A aplicação mais famosa dessa tecnologia é o Bitcoin. Uma transação em Bitcoin possui vários estágios, e começa com uma solicitação de transação na blockchain. Os nodes que formam a blockchain validam a transação através de determinados algoritmos de verificação de dados. Depois que a transação é considerada válida, ela é combinada com todas as outras transações que já foram feitas por essa rede de nodes para criar um novo bloco de dados para a blockchain. Esse novo bloco de dados é, então, permanentemente adicionado a blockchain, e todos os dados dentro dele são imutáveis. A etapa de adição do novo bloco à blockchain é considerada a última etapa do processo, e a transação é finalizada[2].
Quando aplicada a uma cadeia de suprimentos, a blockchain ajuda a garantir a transparência da mesma, de forma que o consumidor final conheça todas as suas etapas e possua garantias de que seu produto é legítimo, além de evitar fraudes e diminuir custos do processo como um todo[3]. A IBM, uma das maiores empresas de tecnologia do mundo, atualmente desenvolve uma rede de blockchain voltada para esta aplicação[4].
Dentre as possíveis aplicações da blockchain, existem os smart contracts, contratos que se autoexecutam. Esses contratos são escritos como algoritmos, e dispensam a interferência de terceiros em uma negociação[5]. Assim como as transações de criptomoedas, os smart contracts também passam pelo processo de verificação e validação de uma blockchain. A autoexecução desses contratos, assim como a transparência da blockchain, garantem uma forma livre de intermediários, o que pode reduzir consideravelmente o tempo de negociações, regulações e outros tipos de conflitos[6].
As características de imutabilidade, confiança e publicidade da blockchain e a auto execução dos smart contracts, entretanto, chamam bastante a atenção de um dos ramos do Direito que mais tem apresentado dificuldade de adaptação a esta nova era de compartilhamento massivo e ininterrupto de conteúdo, seja por serviços de streaming ou por meio de redes sociais: o campo da Propriedade Intelectual.
O Blockchain e a Propriedade Intelectual
A Propriedade Intelectual (PI) lato sensu é um ramo do Direito altamente internacionalizado, o qual compreende os direitos autorais, os direitos de Propriedade Industrial, e demais direitos sobre bens imateriais[7] Os direitos de Propriedade Industrial são aqueles diretamente ligados aos interesses da indústria de transformações e do comércio[8] versando sobre os direitos relativos às invenções industriais, desenhos industriais, indicações geográficas, programas de computador, topografias de circuito integrado, e da transferência de tecnologia e informação tecnológica de patentes. Já os direitos de Propriedade Intelectual em sentido estrito – os quais serão foco do presente artigo – dizem respeito à proteção das obras literárias, artísticas e científicas.
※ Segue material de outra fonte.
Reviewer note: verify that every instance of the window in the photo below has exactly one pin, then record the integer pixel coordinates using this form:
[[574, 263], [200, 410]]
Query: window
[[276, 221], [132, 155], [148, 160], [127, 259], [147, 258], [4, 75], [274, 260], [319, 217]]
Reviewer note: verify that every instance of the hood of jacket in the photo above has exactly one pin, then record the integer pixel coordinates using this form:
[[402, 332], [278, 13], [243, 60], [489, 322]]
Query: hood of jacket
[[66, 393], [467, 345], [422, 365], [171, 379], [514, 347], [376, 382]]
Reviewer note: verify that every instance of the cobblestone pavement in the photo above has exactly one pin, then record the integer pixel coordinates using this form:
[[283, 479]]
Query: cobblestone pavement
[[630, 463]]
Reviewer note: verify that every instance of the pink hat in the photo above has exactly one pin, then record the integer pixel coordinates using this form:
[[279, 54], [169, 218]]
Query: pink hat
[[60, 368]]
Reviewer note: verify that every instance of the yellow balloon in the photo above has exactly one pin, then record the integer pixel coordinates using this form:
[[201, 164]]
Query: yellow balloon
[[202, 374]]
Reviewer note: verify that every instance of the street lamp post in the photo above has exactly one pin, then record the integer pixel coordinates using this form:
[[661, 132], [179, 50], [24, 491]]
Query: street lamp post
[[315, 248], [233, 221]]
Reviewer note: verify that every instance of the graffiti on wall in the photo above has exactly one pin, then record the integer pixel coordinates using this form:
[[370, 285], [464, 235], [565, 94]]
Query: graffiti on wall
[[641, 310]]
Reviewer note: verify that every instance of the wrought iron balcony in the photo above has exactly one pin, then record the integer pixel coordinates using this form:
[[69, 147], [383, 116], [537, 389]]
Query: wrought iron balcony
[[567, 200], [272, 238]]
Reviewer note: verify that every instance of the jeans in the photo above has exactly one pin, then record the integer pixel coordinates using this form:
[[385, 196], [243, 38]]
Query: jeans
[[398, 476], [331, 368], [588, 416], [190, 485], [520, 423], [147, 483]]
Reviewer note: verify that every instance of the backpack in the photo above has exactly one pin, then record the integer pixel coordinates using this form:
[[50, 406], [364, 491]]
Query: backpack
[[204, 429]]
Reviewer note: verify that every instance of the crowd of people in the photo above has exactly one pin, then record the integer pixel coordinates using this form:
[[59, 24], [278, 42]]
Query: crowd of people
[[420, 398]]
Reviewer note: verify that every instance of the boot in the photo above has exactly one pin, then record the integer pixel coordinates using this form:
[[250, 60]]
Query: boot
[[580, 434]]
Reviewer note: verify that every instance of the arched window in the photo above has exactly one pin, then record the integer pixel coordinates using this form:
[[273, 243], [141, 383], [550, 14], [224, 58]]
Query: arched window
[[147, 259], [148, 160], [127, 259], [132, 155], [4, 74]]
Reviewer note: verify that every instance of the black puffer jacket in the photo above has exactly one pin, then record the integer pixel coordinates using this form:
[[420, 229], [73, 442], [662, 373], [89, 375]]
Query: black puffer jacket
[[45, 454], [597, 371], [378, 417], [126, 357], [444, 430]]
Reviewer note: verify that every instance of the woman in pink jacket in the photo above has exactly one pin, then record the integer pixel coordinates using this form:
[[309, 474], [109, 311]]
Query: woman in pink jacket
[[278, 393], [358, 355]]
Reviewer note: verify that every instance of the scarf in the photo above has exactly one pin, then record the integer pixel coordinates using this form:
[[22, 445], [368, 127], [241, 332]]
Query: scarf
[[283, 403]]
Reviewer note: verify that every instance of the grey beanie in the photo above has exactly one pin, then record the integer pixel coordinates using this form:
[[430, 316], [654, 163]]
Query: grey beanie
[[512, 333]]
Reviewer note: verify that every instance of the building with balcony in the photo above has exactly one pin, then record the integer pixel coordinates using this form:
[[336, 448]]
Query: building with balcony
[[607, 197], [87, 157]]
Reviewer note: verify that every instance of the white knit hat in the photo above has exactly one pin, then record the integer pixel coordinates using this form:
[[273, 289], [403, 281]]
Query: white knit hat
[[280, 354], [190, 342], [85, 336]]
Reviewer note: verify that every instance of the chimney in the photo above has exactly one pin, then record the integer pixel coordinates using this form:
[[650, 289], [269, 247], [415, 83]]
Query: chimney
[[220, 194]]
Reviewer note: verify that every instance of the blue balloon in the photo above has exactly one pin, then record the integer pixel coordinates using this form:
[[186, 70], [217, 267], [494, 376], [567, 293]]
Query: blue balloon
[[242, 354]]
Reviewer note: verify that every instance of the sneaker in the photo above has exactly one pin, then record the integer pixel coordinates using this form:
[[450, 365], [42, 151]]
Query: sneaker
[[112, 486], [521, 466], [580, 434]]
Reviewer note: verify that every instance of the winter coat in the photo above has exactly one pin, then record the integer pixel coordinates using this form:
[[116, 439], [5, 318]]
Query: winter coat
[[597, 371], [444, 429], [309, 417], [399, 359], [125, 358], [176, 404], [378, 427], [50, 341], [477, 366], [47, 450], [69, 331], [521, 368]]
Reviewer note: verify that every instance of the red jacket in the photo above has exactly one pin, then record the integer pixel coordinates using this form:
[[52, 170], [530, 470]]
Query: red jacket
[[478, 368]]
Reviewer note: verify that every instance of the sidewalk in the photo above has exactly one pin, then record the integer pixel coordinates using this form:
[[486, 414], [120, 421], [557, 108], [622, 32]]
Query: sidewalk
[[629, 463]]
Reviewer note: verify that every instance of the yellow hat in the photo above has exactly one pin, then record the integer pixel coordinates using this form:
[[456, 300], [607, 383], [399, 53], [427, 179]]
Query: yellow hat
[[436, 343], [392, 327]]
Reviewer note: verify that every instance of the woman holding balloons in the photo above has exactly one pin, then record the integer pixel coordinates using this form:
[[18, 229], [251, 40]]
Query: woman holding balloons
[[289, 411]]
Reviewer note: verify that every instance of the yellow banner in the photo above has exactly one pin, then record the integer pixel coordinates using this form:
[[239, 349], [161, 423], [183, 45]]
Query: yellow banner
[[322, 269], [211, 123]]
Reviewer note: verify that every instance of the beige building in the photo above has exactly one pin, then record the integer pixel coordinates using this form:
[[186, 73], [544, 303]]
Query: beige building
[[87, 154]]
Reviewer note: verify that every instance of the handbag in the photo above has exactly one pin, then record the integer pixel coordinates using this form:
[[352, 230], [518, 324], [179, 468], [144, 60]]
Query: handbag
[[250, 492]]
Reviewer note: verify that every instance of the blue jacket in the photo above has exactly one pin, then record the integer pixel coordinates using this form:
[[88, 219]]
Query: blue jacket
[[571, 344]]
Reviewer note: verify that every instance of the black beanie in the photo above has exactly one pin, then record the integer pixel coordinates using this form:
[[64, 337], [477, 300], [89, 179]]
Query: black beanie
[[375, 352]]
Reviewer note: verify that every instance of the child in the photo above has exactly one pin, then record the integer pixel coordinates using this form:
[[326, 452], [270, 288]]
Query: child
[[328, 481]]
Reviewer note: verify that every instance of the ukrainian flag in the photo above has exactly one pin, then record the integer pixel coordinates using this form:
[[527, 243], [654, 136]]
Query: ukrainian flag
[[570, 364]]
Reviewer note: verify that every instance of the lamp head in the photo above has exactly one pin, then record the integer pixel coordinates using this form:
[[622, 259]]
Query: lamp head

Após o breve conceito traçado, parte-se para o ponto em que se pretende chegar com este artigo: entender quais problemas de direitos oriundos da Propriedade Intelectual poderiam ser melhor equacionados pelo uso da blockchain. Segundo a Organização Mundial da Propriedade Intelectual (OMPI), a blockchain pode ser usada para identificar a origem e autoria de uma obra, reforçar os direitos de licença de uso, controlar a distribuição e combater a pirataria, provar a autoria e anterioridade de uso na propriedade industrial, gerenciar os direitos digitais, estabelecer e reforçar os tratados de PI, integrar dados em escala global, realizar pagamentos em tempo real através dos Smart Contracts, além de aumentar a segurança e transparência de registros públicos, entre outras possibilidades que ainda estão sendo estudadas.[9]
Na indústria musical, a aplicação da blockchain aparenta oferecer soluções para problemas enfrentados há décadas pelos artistas, tais como a pirataria e o uso ilegal de conteúdo, a falta de equilíbrio entre o artista e o intermediário, a dificuldade em licenciar o conteúdo de forma prática e a falta de transparência existente nessa indústria.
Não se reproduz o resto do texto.